Por Ronaldo Faria
No bar um violão se espraia às
vozes das mesas. Na letra, brinquedo de papel machê. Na janela, uma flor no
sachê. Cheiros de madrugada tragada e ensimesmada. Num canto, o casal se
acasala no quase nada que deveria ser uma sala. Não há solstício nem de inverno
ou de verão. Talvez um inferno impregnado de tesão. Na cantoria vil,
respirações, destratos e sermões. Nos pratos, salmões. No comer atrasado das
emoções, o risco de virar salmonela.
No bar um violão vai a violar
ouvidos e corações.
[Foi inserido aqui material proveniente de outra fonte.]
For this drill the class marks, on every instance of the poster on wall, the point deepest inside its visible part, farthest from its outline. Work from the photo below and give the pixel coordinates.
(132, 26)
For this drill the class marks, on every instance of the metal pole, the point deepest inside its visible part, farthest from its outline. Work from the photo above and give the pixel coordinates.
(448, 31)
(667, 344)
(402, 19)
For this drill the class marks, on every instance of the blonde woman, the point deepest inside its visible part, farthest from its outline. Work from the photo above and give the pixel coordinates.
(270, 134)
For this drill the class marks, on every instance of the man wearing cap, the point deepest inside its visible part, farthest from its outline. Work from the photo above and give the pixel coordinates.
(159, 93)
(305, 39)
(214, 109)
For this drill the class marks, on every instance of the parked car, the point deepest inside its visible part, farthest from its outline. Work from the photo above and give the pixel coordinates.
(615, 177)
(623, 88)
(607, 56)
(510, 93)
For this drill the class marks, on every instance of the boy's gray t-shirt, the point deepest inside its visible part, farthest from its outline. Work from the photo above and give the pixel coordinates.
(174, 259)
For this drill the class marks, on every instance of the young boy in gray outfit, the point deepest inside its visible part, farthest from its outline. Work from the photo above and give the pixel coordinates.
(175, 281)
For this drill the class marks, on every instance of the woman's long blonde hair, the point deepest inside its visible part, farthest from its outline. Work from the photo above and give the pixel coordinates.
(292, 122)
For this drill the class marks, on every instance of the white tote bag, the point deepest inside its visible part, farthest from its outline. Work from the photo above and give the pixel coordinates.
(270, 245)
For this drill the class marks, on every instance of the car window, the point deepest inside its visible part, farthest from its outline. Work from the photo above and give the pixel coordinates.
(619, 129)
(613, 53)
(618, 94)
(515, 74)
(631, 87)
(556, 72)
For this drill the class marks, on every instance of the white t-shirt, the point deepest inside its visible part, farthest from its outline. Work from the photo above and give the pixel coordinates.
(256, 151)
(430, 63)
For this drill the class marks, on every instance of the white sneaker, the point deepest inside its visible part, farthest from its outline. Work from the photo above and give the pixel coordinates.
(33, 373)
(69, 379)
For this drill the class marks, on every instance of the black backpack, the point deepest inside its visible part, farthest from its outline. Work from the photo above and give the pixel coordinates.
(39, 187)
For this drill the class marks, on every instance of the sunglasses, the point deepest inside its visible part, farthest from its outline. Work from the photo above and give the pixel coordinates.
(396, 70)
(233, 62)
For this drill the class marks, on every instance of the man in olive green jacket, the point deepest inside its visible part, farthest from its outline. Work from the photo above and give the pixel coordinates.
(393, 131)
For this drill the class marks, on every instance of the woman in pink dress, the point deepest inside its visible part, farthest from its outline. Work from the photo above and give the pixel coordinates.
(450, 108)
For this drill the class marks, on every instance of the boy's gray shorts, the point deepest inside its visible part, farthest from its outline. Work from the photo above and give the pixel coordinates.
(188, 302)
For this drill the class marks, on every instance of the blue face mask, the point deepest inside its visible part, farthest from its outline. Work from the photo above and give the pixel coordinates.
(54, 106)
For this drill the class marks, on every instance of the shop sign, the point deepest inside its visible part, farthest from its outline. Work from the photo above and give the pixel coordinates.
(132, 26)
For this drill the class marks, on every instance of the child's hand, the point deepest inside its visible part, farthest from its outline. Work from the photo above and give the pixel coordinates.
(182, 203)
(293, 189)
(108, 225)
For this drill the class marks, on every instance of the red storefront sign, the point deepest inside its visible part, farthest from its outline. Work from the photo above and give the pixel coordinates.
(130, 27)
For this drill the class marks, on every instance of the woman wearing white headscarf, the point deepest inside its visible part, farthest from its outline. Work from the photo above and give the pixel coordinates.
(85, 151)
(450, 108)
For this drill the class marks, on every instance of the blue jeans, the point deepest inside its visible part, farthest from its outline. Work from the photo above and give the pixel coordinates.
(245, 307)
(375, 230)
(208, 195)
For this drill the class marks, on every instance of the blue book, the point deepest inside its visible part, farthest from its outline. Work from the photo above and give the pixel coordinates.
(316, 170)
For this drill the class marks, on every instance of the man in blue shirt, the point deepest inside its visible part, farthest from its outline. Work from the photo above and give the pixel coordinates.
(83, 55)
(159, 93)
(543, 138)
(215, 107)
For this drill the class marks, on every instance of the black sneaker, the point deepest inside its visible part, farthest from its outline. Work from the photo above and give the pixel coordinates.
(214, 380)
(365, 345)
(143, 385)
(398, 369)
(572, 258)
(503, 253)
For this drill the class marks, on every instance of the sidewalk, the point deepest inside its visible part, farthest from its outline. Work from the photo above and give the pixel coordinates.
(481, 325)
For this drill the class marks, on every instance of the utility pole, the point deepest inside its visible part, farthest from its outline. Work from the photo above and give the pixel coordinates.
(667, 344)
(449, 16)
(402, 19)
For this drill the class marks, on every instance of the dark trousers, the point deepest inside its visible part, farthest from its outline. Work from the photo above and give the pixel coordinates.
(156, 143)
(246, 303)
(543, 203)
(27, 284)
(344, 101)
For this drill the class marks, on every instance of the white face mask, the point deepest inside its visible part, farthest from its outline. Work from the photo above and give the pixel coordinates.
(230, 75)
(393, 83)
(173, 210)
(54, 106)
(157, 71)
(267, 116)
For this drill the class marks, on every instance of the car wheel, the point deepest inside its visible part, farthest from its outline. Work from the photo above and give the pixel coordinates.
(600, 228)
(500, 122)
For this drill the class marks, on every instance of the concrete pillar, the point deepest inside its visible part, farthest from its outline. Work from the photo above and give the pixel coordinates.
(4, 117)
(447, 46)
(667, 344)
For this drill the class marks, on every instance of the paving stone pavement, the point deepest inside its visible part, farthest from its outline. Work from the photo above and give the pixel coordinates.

Na música, dedos que correm as cordas. Acordados,
inebriados, enlutados de tardias lembranças, os casais se engolem em lambuzadas
lambidas e lambanças. Fora dali as cores de nuvens anuviadas diante do quadro
se transformam em labirintos que bêbados com labirintite desmaiam. Entre potes
e terras, uma flor antes morta se envermelha de todo. Dir-se-ia que ela
sobreviveu para sair do lodo.
No bar um violão estremece o silêncio que dorme nas mãos e bocas entrelaçadas de ilusão. Nos acordes, odes limítrofes entre a saudade e a dor. Uma conta aqui, outra acolá, um passear de pernas e prosas nos caminhos que as mesas transformam em mar. Rebentações nos pés curvados das mesmas. Copos que desfalecem e se esvanecem em luz. No cansaço do relógio que não para, a imensa cisão entre o paraíso partido e sua derradeira cruz.